In the 37 years since I have been living next to you I have come to know you as a strong and friendly neighbour. You survived the storms that battered you over the years including the one called Gonu that took away 50m of the Shatti road but which you simply laughed at! You are resilient. I will never forget February 15, 2015 when on that day I got a call from my home requesting me to come quickly as there was a person by you with an electric saw and dishonourable intentions. Within a very short time I was next to you and I could see that you already had lost quite a few of your branches and many a twig. As I was trying to reason with this hacker, a car drove in with two Omani officials, who I later learnt were attending a conference on environment at the Crowne Plaza. They saw what was happening and because they were from the Ministry of Environment, wanted to know a bit more and see whether anyone had permission to cut you up. It would appear you were not an ordinary Ghaf but a protected one. That elitism was marked by a red paint on you, which the officials showed to your tormenter. He was told that if he touched you again he would end up as a reluctant guest in one of the police stations.
Someone up there likes you because you are harmless and kind. You are home to a multitude of birds and different creatures and I am almost certain that in your youth, long before they built a car park around you, you provided the shade for many an Omani family that would have sat underneath you to have the dates and coffee. You even may have had some sleep under you though I doubt it as Omanis have this fear of you that at night the Djin possesses you. Not many realise that at night you emit excessive amount of CO2 that sometimes asphyxiates those sleeping under you!
You are a true Omani with deep roots (no pun intended) and I have always advocated that more of you should be planted but because you are a slow grower many prefer a quick fix and so plant ‘foreign’ trees that, unlike you, consume a huge amount of water and shoot up quickly.
Now it has been decided by greed that you should be sacrificed for more parking spaces.
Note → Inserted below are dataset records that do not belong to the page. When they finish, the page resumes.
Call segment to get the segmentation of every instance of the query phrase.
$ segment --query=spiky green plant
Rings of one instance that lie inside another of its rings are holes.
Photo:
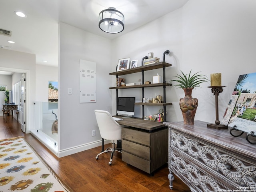
[[[7,89],[6,89],[4,92],[4,94],[5,96],[5,98],[4,98],[4,102],[6,102],[5,103],[9,103],[9,92],[10,91]]]
[[[209,82],[209,80],[207,77],[204,75],[199,74],[199,72],[198,72],[194,75],[191,75],[190,70],[189,74],[185,74],[181,71],[180,72],[182,75],[177,74],[177,76],[174,76],[178,78],[178,79],[172,80],[171,81],[175,81],[178,83],[178,84],[174,85],[178,88],[188,88],[200,87],[200,84],[204,82]]]

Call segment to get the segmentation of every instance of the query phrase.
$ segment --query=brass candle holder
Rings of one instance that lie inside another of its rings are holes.
[[[210,127],[216,129],[227,129],[228,126],[220,124],[220,122],[219,120],[219,104],[218,96],[220,93],[223,91],[223,87],[226,86],[210,86],[207,87],[212,88],[212,92],[213,93],[213,95],[215,96],[215,112],[216,114],[216,120],[215,124],[207,124],[207,127]]]

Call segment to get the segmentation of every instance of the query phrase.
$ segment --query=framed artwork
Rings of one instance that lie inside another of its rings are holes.
[[[256,132],[256,73],[239,76],[222,124]]]
[[[131,65],[130,67],[130,69],[135,68],[138,67],[138,60],[132,60],[131,61]]]
[[[117,71],[122,71],[129,69],[130,66],[130,58],[120,59],[118,60],[118,64],[116,68]]]

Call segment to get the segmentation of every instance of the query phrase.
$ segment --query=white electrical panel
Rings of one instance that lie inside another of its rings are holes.
[[[80,103],[96,102],[96,63],[80,60]]]

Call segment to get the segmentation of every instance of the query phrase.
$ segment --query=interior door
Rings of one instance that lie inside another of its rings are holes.
[[[26,132],[25,123],[25,102],[26,102],[26,77],[25,74],[23,74],[22,75],[20,79],[20,128],[22,131]]]

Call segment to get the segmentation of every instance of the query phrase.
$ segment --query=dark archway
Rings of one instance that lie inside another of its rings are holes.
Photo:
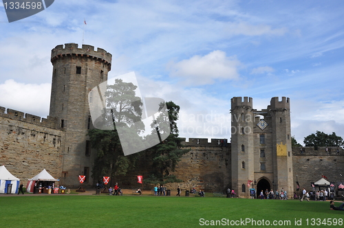
[[[265,196],[265,191],[266,190],[270,192],[271,190],[271,185],[267,179],[263,178],[257,183],[257,198],[259,198],[259,194],[261,190],[263,190]]]

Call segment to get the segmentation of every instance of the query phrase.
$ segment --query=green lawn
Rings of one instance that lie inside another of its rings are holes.
[[[295,220],[301,223],[301,227],[340,227],[343,218],[344,212],[330,210],[329,201],[107,195],[0,197],[1,227],[183,228],[210,227],[215,220],[235,227],[264,227],[267,223],[271,227],[274,220],[283,223],[277,225],[282,227],[297,227]]]

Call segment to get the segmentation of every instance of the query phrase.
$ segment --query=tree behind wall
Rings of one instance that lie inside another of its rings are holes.
[[[311,134],[305,137],[303,143],[305,146],[337,146],[343,147],[344,141],[340,136],[336,135],[335,133],[327,135],[323,132],[316,130],[315,134]]]

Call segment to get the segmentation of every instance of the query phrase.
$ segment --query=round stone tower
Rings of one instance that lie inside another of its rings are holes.
[[[78,175],[85,175],[92,185],[91,169],[96,154],[91,152],[87,134],[92,127],[88,104],[89,91],[107,80],[111,54],[91,45],[76,43],[57,45],[52,50],[53,65],[50,115],[58,118],[65,131],[60,183],[80,185]],[[98,180],[97,180],[98,181]]]

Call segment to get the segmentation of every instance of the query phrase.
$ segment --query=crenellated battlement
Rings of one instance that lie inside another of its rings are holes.
[[[318,148],[314,146],[293,146],[292,155],[293,156],[338,156],[343,155],[344,150],[337,146],[319,146]]]
[[[241,97],[234,97],[230,99],[231,107],[235,109],[237,106],[249,106],[253,107],[253,101],[252,98],[244,97],[244,100]]]
[[[228,139],[211,139],[211,141],[205,138],[189,138],[189,141],[186,141],[186,138],[182,138],[184,141],[182,144],[185,146],[222,146],[230,147]]]
[[[278,97],[275,97],[271,98],[270,102],[270,105],[268,106],[268,109],[290,109],[290,103],[289,102],[289,98],[282,97],[282,100],[279,101]]]
[[[14,120],[22,121],[26,123],[35,124],[39,126],[47,127],[52,129],[58,128],[57,118],[47,116],[47,118],[41,118],[39,116],[24,113],[23,112],[0,106],[0,117]]]
[[[94,47],[88,45],[83,45],[81,48],[78,47],[77,43],[66,43],[65,47],[63,45],[57,45],[52,49],[51,61],[63,58],[67,56],[86,56],[96,58],[100,61],[104,61],[109,65],[111,68],[112,55],[102,48],[97,48],[94,51]]]

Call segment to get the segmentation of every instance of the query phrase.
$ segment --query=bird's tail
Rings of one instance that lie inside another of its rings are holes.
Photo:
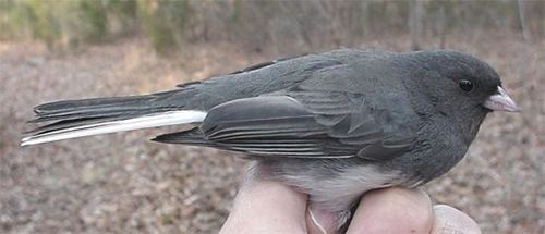
[[[206,112],[185,110],[182,90],[153,95],[66,100],[34,109],[43,124],[26,133],[21,146],[105,133],[202,122]],[[185,97],[184,97],[185,96]],[[172,101],[177,100],[177,101]]]

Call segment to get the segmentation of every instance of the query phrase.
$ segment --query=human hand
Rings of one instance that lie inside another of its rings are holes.
[[[220,233],[323,233],[308,221],[306,204],[306,195],[279,182],[246,182]],[[481,231],[465,213],[446,205],[433,206],[421,189],[392,187],[365,194],[347,233],[473,234]]]

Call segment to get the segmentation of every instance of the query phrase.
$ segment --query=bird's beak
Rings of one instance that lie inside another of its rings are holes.
[[[484,107],[494,111],[520,112],[520,108],[501,86],[498,86],[498,91],[495,95],[486,99]]]

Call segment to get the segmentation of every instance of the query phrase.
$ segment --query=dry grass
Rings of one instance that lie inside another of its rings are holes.
[[[405,39],[370,39],[362,46],[399,51],[409,48]],[[509,34],[449,41],[450,48],[492,63],[524,112],[492,114],[468,157],[426,189],[437,202],[472,215],[484,233],[543,233],[545,41],[524,45]],[[55,54],[35,44],[0,45],[0,232],[219,229],[244,167],[226,152],[146,140],[165,130],[17,146],[31,107],[37,103],[168,89],[278,54],[249,54],[240,46],[208,44],[187,46],[180,59],[169,60],[147,48],[128,39]]]

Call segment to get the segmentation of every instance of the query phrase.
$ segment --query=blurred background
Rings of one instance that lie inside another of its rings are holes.
[[[0,233],[217,232],[245,161],[147,140],[175,127],[22,149],[32,107],[340,47],[491,63],[523,112],[492,113],[425,189],[484,233],[545,232],[545,1],[0,0]]]

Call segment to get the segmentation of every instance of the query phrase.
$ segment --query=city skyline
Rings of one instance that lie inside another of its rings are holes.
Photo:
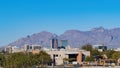
[[[118,0],[4,0],[0,1],[0,46],[21,37],[49,31],[89,31],[95,27],[120,27]]]

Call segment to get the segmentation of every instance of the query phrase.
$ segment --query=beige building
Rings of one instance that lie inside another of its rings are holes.
[[[86,56],[90,56],[89,51],[79,50],[77,48],[66,48],[66,49],[51,49],[45,50],[53,59],[55,65],[64,64],[63,59],[69,59],[68,63],[74,64],[79,63],[82,64],[82,61]]]

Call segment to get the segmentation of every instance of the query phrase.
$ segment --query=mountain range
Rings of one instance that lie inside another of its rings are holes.
[[[28,35],[10,43],[11,46],[23,46],[25,44],[38,44],[42,47],[50,47],[50,39],[56,34],[47,31]],[[90,31],[67,30],[57,35],[60,40],[68,40],[71,47],[81,47],[85,44],[101,45],[109,47],[120,47],[120,28],[105,29],[103,27],[93,28]]]

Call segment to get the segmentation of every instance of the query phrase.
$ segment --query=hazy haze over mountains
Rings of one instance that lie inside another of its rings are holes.
[[[40,44],[44,47],[50,47],[50,39],[55,34],[42,31],[40,33],[21,38],[9,45],[23,46],[24,44]],[[99,45],[104,44],[109,47],[120,47],[120,28],[104,29],[103,27],[93,28],[90,31],[67,30],[60,36],[60,40],[68,40],[72,47],[81,47],[84,44]]]

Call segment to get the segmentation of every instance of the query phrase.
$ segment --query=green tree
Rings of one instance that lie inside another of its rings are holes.
[[[112,54],[112,59],[118,60],[120,58],[120,52],[114,52]]]
[[[83,45],[82,49],[86,51],[92,51],[93,47],[91,44],[87,44],[87,45]]]
[[[105,54],[107,55],[108,59],[111,59],[112,58],[112,55],[115,53],[114,50],[107,50],[105,52]]]
[[[92,62],[92,61],[94,61],[94,57],[93,57],[93,56],[87,56],[87,57],[85,58],[85,61],[86,61],[86,62]]]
Such is life! I am told, however, that you will be transferred to a better place; it is an experiment so no one knows if it will succeed or not. You at a tender age of almost 90, a girth of about 5m, height of almost 9m and a leaf span between the two of you of 15m (your weight is kept a secret but you are not a slim thing) will be transported, God only knows how, to your new premises at the Qurum Nature Reserve.
It would be great if you survive this trip though I doubt it. I am not sure someone of your age and size can withstand the rigour and trauma of being uprooted. I understand your roots are as deep as your length but all I saw when I looked at what they had done to you to shift you, was a base of roots almost 1m deep cut. Will you survive 8m of your feeding mechanism chopped off?
It had always been my hope that as nature would have it, I depart this earth before you, but it looks like you are going to beat me to it. If by a miracle you did survive this ordeal then please be rest assured that my family and I will visit you and like many an Omani will take the pleasure of eating dates and drinking coffee under your benevolent shade. If on the other hand you die then you would have done so with dignity and with having given immense pleasure to thousands of people over these decades. Your sad and helpless friend and neighbour.